1977 assicura che il trattamento elettronico e cartaceo dei tuoi Dati Personali avviene nel rispetto della Normativa Applicabile. Eventuali trasferimenti si baseranno alternativamente su una decisione di adeguatezza o sulle Standard Model Clauses approvate dalla Commissione Europea. 

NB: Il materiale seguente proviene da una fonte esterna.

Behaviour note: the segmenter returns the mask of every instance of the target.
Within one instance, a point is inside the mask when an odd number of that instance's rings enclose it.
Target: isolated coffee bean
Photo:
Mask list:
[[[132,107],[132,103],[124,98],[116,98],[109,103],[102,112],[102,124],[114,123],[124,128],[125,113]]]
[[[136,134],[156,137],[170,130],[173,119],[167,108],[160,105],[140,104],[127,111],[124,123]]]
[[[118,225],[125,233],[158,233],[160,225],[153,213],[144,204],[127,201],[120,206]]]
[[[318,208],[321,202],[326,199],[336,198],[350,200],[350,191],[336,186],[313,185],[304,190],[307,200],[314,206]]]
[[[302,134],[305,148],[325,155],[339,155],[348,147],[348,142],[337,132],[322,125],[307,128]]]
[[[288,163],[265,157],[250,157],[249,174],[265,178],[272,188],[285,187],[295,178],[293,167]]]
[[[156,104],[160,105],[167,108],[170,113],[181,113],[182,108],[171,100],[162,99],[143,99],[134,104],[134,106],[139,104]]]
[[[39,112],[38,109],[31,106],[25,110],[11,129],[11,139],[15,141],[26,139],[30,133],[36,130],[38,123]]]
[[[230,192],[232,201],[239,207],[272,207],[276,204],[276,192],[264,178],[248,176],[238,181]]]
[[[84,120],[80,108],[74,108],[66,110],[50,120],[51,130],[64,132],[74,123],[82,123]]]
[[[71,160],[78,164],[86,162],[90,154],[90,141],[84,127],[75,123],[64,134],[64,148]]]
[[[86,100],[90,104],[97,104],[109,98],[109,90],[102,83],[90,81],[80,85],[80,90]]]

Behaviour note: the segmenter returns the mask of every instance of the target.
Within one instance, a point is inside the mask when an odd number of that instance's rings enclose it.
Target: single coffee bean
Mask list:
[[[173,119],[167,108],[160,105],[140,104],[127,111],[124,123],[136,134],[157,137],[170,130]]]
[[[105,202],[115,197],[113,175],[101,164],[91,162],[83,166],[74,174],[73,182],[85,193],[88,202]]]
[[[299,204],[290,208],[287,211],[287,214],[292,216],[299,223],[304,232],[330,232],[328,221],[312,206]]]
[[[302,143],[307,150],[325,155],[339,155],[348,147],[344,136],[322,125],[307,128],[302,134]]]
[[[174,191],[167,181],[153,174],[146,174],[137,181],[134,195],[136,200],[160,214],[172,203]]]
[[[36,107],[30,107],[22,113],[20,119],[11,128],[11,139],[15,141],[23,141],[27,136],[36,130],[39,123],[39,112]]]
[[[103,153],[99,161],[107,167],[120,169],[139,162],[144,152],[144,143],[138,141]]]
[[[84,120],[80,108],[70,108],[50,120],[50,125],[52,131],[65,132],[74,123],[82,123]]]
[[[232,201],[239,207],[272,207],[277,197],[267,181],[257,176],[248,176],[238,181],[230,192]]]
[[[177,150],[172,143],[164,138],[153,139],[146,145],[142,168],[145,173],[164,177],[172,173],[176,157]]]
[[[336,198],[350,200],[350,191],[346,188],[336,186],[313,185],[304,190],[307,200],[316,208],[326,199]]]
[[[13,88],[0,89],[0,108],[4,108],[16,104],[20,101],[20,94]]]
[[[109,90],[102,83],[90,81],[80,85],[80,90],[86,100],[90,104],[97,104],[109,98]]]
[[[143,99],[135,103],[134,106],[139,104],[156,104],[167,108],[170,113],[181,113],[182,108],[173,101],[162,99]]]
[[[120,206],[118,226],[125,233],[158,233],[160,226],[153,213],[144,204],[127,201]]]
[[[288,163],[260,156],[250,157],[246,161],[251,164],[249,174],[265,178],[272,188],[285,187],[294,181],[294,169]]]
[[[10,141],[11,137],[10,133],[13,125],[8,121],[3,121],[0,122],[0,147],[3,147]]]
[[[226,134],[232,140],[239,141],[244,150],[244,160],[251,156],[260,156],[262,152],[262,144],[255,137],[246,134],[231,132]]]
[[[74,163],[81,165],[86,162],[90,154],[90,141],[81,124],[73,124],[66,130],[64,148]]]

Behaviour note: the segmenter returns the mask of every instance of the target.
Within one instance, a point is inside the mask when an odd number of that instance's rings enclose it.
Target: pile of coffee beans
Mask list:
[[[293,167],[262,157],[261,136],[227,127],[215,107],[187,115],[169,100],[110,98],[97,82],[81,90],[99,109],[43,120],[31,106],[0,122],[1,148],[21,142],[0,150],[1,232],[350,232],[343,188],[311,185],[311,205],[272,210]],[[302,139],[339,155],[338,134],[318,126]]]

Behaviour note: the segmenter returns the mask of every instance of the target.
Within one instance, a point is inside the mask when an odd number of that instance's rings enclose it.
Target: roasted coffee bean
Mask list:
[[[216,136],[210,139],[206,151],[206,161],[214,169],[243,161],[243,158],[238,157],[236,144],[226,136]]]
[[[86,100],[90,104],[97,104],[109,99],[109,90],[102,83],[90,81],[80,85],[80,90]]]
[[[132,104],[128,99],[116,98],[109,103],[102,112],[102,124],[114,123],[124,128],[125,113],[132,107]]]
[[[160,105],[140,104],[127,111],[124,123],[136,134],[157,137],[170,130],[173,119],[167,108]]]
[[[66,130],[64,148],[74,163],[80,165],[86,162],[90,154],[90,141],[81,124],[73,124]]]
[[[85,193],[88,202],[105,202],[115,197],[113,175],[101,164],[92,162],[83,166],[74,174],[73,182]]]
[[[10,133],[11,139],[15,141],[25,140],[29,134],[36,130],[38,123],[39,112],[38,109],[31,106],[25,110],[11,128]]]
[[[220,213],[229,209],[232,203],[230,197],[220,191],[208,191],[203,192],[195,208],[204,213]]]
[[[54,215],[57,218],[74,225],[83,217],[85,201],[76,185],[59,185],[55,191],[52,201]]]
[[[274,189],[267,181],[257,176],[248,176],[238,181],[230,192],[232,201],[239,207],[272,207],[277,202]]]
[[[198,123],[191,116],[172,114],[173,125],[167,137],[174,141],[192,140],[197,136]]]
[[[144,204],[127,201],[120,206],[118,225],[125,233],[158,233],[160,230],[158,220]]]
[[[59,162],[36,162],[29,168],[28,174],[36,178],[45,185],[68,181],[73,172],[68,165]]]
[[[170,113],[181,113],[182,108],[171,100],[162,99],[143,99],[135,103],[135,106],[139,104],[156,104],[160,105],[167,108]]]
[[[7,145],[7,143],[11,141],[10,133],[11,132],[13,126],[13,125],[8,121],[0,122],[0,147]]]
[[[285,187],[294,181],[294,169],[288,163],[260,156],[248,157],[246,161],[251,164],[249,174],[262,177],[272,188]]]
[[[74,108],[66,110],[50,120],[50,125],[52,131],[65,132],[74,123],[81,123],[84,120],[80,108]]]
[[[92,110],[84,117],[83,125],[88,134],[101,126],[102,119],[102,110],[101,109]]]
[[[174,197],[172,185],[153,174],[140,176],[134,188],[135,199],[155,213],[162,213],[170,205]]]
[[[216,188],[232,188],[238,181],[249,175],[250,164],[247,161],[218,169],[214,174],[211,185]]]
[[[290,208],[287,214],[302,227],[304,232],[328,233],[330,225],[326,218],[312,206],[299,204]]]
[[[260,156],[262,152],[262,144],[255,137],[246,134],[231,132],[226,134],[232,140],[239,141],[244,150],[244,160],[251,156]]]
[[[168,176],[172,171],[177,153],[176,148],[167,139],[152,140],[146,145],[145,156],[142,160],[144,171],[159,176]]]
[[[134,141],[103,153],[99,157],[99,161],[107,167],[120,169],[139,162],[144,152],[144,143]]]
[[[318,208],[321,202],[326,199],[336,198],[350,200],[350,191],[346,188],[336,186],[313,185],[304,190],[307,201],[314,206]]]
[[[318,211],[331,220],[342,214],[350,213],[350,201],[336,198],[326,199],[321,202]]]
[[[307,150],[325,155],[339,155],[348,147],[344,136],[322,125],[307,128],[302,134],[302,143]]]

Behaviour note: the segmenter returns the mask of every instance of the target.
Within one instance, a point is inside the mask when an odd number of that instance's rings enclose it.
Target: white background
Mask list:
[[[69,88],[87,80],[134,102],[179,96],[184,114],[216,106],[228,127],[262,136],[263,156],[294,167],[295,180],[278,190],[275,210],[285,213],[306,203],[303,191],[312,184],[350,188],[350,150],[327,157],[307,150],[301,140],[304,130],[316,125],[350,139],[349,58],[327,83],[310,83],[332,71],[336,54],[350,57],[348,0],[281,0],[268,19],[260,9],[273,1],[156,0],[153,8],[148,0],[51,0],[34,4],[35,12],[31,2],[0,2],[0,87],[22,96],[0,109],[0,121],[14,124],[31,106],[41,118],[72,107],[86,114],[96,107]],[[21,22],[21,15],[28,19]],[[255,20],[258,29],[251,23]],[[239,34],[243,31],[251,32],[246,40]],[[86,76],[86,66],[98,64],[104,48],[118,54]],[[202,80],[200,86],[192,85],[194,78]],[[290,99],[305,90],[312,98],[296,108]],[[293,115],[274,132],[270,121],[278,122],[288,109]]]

6. Conservazione dei dati.

1977 tratterà i tuoi Dati Personali per il tempo strettamente necessario a raggiungere gli scopi indicati al punto 3. 
1977 in ogni caso, tratterà i tuoi Dati Personali fino al tempo permesso dalla legge Italiana a tutela dei propri interessi (Art. 2947(1)(3) Codice Civile). 

7. I tuoi diritti.

Nei limiti della Normativa Applicabile, hai il diritto di chiedere a 1977 in qualunque momento, l’accesso ai tuoi Dati Personali, la rettifica o la cancellazione degli stessi o di opporti al loro trattamento, la limitazione del trattamento nonché di ottenere in un formato strutturato, di uso comune e leggibile da dispositivo automatico i dati che ti riguardano.
Le richieste vanno rivolte via e-mail all’indirizzo: info@1977magazine.com 
Ai sensi della Normativa Applicabile, hai in ogni caso il diritto di proporre reclamo all’autorità di controllo competente (i.e. “Garante per la Protezione dei Dati Personali”) qualora ritenessi che il trattamento dei tuoi Dati Personali sia contrario alla normativa vigente.

8. Modifiche.

La presente Privacy Policy è in vigore dal giorno 25 maggio 2018. 
1977 si riserva di modificarne o semplicemente aggiornarne il contenuto, in parte o completamente, anche a causa di variazioni della Normativa Applicabile. 
1977 ti informerà di tali variazioni non appena verranno introdotte e saranno vincolanti non appena pubblicate sul Sito.
1977 ti invita, quindi, a visitare con regolarità questa sezione per prendere cognizione della più recente ed aggiornata versione della Privacy Policy in modo che tu sia sempre aggiornato sui dati raccolti e sull’uso che ne fa 1977.